Primary among those was the Community Reinvestment Act, passed with the best of intentions to encourage banks to lend more to low-income, minority and "distressed" neighborhoods.

During the Clinton years, two government-sponsored enterprises — Fannie Mae and Freddie Mac — were enlisted to do the work. The two GSEs loosened the rules under which mortgage lenders could make loans. Even welfare checks and unemployment benefits qualified as "income" for a loan.

The role Fannie and Freddie played was crucial, since they bought loans off private banks and repackaged them for sale to the private sector as secondary securities. By 2006, Fannie and Freddie controlled half of the $12 trillion U.S. mortgage market.

The subprime loan market that Fannie and Freddie encouraged ended up sinking both the U.S. housing market and global financial markets. This is where Frank comes in.
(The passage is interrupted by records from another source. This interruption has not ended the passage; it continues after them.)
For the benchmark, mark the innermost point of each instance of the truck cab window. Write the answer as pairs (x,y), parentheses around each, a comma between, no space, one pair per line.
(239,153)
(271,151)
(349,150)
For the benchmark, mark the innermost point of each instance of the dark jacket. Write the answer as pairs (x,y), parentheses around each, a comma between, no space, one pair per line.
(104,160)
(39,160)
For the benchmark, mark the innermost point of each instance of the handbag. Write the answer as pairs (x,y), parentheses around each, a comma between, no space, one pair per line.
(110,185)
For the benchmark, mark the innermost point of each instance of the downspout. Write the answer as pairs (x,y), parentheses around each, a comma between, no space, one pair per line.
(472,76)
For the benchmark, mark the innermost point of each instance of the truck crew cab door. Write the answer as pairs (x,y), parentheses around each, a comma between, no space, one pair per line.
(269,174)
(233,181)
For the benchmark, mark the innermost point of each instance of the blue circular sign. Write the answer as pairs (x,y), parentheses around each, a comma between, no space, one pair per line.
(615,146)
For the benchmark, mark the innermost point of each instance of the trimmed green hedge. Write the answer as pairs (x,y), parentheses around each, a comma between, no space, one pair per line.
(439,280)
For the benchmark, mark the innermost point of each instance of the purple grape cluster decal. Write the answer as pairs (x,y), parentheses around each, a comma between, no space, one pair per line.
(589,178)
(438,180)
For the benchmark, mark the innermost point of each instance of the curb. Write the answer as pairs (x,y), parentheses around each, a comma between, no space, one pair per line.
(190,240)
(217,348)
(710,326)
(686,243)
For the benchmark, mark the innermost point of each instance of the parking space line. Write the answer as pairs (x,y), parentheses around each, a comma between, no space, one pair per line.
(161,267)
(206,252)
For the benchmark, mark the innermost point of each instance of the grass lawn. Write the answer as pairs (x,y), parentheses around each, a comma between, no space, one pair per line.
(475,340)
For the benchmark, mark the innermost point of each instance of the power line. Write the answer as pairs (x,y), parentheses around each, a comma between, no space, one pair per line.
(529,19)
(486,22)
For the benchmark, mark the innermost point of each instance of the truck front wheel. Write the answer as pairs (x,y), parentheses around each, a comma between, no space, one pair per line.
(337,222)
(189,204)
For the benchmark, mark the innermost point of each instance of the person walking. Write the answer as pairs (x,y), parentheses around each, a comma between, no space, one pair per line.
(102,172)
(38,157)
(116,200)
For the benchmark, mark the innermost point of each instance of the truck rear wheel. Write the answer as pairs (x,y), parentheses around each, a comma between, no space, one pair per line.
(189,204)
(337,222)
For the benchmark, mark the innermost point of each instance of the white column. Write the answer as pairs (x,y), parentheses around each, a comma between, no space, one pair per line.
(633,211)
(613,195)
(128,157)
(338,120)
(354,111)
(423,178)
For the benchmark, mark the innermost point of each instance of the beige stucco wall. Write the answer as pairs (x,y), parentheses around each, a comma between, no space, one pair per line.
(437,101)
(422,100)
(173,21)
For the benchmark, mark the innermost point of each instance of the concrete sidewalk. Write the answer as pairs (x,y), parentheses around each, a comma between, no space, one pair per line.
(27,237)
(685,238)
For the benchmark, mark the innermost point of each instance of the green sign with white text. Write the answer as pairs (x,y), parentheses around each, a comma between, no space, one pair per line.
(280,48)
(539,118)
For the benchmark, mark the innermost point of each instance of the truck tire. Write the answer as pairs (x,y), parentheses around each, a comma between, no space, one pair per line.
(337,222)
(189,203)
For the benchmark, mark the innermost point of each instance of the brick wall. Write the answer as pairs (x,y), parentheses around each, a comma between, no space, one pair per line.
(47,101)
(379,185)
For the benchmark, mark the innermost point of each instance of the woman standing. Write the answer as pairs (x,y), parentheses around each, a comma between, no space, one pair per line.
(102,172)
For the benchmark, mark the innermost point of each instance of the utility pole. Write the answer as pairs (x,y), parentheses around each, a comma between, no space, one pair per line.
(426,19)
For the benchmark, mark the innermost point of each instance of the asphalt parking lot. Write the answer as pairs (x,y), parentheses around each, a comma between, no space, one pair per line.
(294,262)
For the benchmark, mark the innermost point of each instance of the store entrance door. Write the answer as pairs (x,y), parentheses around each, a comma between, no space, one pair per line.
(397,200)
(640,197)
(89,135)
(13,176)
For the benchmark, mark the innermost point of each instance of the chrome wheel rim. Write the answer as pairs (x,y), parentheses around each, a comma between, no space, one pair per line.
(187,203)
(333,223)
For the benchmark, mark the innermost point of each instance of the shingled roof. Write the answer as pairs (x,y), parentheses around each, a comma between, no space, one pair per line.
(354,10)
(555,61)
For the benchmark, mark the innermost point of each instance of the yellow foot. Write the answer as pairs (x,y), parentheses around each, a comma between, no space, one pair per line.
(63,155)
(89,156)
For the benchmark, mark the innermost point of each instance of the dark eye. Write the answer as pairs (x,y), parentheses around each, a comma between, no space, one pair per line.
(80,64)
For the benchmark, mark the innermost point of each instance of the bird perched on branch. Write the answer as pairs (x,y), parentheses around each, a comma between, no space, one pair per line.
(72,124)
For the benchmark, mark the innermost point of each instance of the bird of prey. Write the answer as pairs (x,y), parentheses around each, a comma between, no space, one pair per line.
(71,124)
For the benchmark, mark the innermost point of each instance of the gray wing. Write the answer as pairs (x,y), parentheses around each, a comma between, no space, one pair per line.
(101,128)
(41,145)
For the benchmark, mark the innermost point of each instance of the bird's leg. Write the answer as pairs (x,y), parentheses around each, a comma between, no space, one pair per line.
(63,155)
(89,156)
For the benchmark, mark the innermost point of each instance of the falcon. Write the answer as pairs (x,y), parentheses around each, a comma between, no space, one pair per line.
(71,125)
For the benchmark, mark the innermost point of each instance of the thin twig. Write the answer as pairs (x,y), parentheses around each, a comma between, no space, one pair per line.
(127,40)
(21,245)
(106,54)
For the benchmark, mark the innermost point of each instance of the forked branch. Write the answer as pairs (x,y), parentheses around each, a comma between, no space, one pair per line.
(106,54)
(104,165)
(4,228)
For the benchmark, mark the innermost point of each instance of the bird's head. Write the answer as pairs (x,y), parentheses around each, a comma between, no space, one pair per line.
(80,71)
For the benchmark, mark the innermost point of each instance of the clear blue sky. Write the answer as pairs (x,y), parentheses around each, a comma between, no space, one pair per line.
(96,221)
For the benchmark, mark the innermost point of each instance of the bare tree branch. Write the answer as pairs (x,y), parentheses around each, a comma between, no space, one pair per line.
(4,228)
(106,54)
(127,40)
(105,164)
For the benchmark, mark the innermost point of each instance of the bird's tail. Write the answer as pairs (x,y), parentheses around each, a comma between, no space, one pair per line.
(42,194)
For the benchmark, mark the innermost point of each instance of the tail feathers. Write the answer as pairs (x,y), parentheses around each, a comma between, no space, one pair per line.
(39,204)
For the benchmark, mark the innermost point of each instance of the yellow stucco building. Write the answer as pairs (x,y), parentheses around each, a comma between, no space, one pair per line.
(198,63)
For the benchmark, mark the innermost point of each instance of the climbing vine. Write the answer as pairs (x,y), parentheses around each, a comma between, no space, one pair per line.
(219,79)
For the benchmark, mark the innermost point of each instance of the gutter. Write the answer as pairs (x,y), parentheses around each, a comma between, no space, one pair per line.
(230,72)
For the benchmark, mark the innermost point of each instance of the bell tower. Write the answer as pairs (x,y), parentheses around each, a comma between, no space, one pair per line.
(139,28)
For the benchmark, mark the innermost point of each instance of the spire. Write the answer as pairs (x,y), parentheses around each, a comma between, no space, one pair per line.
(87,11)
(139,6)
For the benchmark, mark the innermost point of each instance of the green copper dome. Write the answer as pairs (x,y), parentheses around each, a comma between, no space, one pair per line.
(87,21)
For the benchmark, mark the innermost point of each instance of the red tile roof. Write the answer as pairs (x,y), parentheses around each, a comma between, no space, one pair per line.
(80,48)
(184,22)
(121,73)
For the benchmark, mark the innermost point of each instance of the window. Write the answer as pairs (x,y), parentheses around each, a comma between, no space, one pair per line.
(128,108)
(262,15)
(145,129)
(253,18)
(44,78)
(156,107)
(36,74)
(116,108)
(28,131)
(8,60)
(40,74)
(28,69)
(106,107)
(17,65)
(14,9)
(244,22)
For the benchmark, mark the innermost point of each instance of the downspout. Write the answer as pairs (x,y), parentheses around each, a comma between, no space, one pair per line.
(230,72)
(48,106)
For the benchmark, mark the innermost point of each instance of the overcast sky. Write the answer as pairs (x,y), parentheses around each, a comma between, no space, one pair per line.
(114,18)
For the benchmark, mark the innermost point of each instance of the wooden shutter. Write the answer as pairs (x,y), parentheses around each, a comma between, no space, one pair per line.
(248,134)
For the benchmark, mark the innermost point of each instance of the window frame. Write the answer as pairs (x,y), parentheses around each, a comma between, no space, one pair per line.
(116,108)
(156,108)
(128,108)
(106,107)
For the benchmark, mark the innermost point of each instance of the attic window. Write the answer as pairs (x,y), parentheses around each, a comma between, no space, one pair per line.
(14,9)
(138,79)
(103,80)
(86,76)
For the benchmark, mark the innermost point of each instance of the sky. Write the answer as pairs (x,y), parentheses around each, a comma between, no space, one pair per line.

It's safe to say he was Congress' top supporter of Fannie and Freddie, standing athwart nearly all efforts to reform them until it was too late. For the record, here's a brief recent history:

• In 2000, when a bill including tough new oversight for Fannie-Freddie was proposed in Congress, Frank strongly opposed it saying there was "no federal liability there whatsoever." Words that have come back to haunt all Americans.

• In 2002, he denied there were any problems with Fannie or Freddie. "I regard them as great assets," he said then.

• By 2003, President Bush, alarmed at the explosion in GSE lending that created an implicit taxpayer risk, put forward a plan to place Fannie and Freddie under the watchful eye of the Treasury Department and rein them in.

Frank threw a fit, saying: "These two entities . . . are not facing any kind of financial crisis. The more people exaggerate these problems, the more pressure there is on these companies, the less we will see in terms of affordable housing."

• In 2005, Republicans put forth a comprehensive plan, the Federal Housing Enterprise Regulatory Reform Act of 2005. Debate on it lasted well into 2006. In May of that year, Sen. John McCain warned: "If Congress does not act, American taxpayers will continue to be exposed to the enormous risk that Fannie Mae and Freddie Mac pose to the housing market, the overall financial system and the economy as a whole." Prophetic words, as it turns out.

If that bill had passed, the financial meltdown may never have occurred. Unfortunately, it met a Democratic wall of opposition led in the Senate by current Banking Committee Chairman Chris Dodd, and in the House by — who else? — Frank.

Apart from the trillions spent trying to escape the financial crisis, we can also thank Frank and friends for the $200 billion bill they ran up trying to rescue Fannie and Freddie. Heckuva job, Barney.